Was die Herrscher berühren, wird zu Geld,
doch du siehst an der Quelle, dass es von Anfang an
Schuldscheine waren.
9
Wo kommt dein Leben her, in jedem Moment?
Antworten sagen es nicht.
Es ist das Staunen,
das dich wach hält und offen.
Es ist die Demut,
die dem Himmel ermöglicht, dich zu durchwehen.

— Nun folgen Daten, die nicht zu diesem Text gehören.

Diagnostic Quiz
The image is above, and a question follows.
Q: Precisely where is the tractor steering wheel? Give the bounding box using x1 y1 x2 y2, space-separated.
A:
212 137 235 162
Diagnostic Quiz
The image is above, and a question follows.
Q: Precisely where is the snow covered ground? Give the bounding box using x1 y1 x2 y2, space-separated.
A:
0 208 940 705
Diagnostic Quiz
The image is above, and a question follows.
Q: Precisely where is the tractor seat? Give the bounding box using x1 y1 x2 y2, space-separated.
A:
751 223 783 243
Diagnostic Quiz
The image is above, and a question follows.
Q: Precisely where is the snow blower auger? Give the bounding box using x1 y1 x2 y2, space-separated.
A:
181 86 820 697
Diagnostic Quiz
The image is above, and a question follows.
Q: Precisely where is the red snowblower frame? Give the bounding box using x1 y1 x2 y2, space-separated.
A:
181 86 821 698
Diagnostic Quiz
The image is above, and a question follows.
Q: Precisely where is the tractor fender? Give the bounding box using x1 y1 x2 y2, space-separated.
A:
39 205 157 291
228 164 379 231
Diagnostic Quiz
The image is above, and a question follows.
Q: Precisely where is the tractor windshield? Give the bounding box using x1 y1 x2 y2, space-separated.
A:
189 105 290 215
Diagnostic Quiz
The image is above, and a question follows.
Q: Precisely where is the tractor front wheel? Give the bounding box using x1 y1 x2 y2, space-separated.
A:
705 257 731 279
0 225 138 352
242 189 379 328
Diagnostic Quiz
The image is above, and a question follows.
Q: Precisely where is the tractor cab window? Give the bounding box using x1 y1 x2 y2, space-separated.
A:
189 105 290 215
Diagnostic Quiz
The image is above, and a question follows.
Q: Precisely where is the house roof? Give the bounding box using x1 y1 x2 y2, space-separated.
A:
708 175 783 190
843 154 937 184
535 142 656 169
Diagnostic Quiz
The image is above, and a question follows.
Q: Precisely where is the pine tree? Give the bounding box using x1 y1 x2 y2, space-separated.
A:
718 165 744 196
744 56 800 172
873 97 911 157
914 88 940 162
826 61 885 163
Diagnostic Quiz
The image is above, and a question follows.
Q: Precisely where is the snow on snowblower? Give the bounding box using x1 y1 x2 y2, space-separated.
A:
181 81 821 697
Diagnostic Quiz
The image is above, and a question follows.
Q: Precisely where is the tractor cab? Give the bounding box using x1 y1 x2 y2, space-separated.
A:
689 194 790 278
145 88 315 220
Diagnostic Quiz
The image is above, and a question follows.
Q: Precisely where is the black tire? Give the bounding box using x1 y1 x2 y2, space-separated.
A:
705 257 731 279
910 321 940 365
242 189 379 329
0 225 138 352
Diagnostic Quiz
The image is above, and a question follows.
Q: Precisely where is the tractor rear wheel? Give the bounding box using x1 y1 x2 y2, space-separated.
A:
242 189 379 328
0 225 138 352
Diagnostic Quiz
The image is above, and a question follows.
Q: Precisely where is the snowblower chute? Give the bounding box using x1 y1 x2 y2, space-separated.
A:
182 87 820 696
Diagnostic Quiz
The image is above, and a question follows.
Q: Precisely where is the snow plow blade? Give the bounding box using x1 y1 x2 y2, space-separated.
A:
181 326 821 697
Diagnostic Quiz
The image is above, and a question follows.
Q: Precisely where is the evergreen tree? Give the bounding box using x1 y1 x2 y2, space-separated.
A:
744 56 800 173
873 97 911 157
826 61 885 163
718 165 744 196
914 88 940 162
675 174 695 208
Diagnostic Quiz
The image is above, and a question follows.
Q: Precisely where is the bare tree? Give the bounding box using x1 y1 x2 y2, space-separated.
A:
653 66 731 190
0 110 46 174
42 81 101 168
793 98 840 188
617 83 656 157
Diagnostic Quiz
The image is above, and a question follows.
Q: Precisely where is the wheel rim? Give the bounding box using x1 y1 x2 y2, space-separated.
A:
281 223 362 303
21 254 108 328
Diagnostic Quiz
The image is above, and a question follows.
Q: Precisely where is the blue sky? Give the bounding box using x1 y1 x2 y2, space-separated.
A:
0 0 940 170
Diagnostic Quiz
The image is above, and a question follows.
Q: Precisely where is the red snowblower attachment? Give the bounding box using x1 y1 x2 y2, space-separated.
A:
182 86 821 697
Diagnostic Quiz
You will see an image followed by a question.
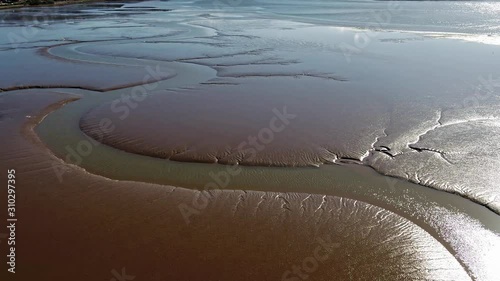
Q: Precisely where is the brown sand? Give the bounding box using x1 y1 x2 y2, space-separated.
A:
0 92 469 281
80 77 384 166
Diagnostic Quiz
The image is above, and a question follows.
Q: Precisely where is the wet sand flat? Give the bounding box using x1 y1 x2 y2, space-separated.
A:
0 0 500 280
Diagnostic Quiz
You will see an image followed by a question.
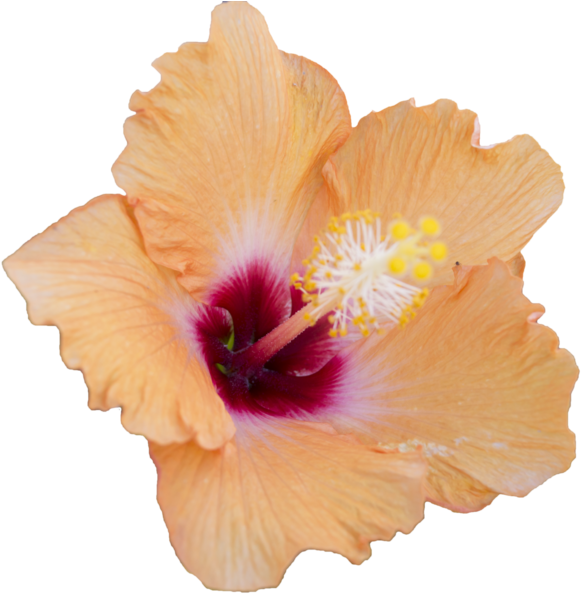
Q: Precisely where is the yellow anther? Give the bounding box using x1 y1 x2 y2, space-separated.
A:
391 221 411 241
413 262 432 280
420 217 440 235
430 241 448 262
387 256 407 274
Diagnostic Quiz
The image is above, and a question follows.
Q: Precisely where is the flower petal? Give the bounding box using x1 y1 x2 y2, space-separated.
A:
2 194 234 448
149 422 425 591
333 258 579 511
112 2 352 300
318 99 565 286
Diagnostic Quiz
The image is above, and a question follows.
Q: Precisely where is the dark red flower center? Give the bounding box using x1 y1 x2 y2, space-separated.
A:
192 260 341 418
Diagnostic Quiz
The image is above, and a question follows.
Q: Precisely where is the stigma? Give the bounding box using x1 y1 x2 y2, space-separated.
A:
291 209 447 337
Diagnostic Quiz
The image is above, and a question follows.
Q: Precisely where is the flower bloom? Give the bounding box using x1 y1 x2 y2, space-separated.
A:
3 2 578 591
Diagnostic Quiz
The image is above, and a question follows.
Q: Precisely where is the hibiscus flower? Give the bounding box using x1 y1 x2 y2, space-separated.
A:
3 2 578 591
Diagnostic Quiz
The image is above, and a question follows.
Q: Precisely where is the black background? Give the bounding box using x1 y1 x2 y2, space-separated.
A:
1 2 578 591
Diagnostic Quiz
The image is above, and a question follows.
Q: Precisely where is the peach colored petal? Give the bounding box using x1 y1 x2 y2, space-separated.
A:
333 258 579 511
149 422 426 592
2 194 234 448
112 2 352 300
506 252 527 279
318 99 565 286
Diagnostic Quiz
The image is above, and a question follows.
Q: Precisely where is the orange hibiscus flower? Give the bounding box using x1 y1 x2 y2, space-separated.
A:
3 2 578 591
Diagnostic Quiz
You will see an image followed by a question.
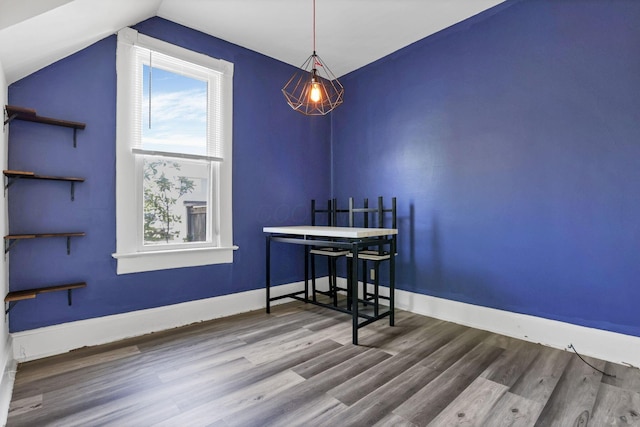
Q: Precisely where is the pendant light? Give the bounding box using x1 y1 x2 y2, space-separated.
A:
282 0 344 116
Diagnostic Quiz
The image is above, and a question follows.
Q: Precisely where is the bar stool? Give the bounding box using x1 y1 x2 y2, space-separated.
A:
347 197 397 316
309 199 349 306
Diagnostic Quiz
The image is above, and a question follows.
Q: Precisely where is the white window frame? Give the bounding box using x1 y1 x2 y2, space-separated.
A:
112 28 238 274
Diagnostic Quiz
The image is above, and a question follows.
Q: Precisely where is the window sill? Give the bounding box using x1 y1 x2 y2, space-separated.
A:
111 246 238 274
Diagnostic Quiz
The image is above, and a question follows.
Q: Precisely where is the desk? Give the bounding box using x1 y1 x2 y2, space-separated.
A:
262 225 398 345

Es ist das Lied, das dich ins Strömen bringt,
das du bist und sein sollst.
10
Imperien zerfallen.
Da bleiben Kiefer, Sand und Fluss.
Wenn du leben willst,
dann musst du singen und immerzu sterben,
dann musst du am Wasser dich aufhalten
und wo ein Trepplein hinabgeht zum Wasser,
dann musst du dich durchströmen lassen
vom Himmel.
11
Alles Mühen der Ahnen, ihr Scheitern,
erneutes Mühen – zurückgenommen sind ihre Falten
und glatt gestrichen im Gesicht dieses Neugeborenen,
das seine Augen nun öffnet
und schaut. Bald wird es lächeln,
ins Unbekannte.
Die Frau blickt es an
und wiegt es, summt ihm ein Lied.
Am Quell der Donau.
12
Alle Ströme entspringen im Himmel,
in dem sie enden.
Aus: Volker Friebel (2010): Zonen der Kampfjets. Lyrik und Haiku. Edition Blaue Felder, Tübingen. Leicht überarbeitet.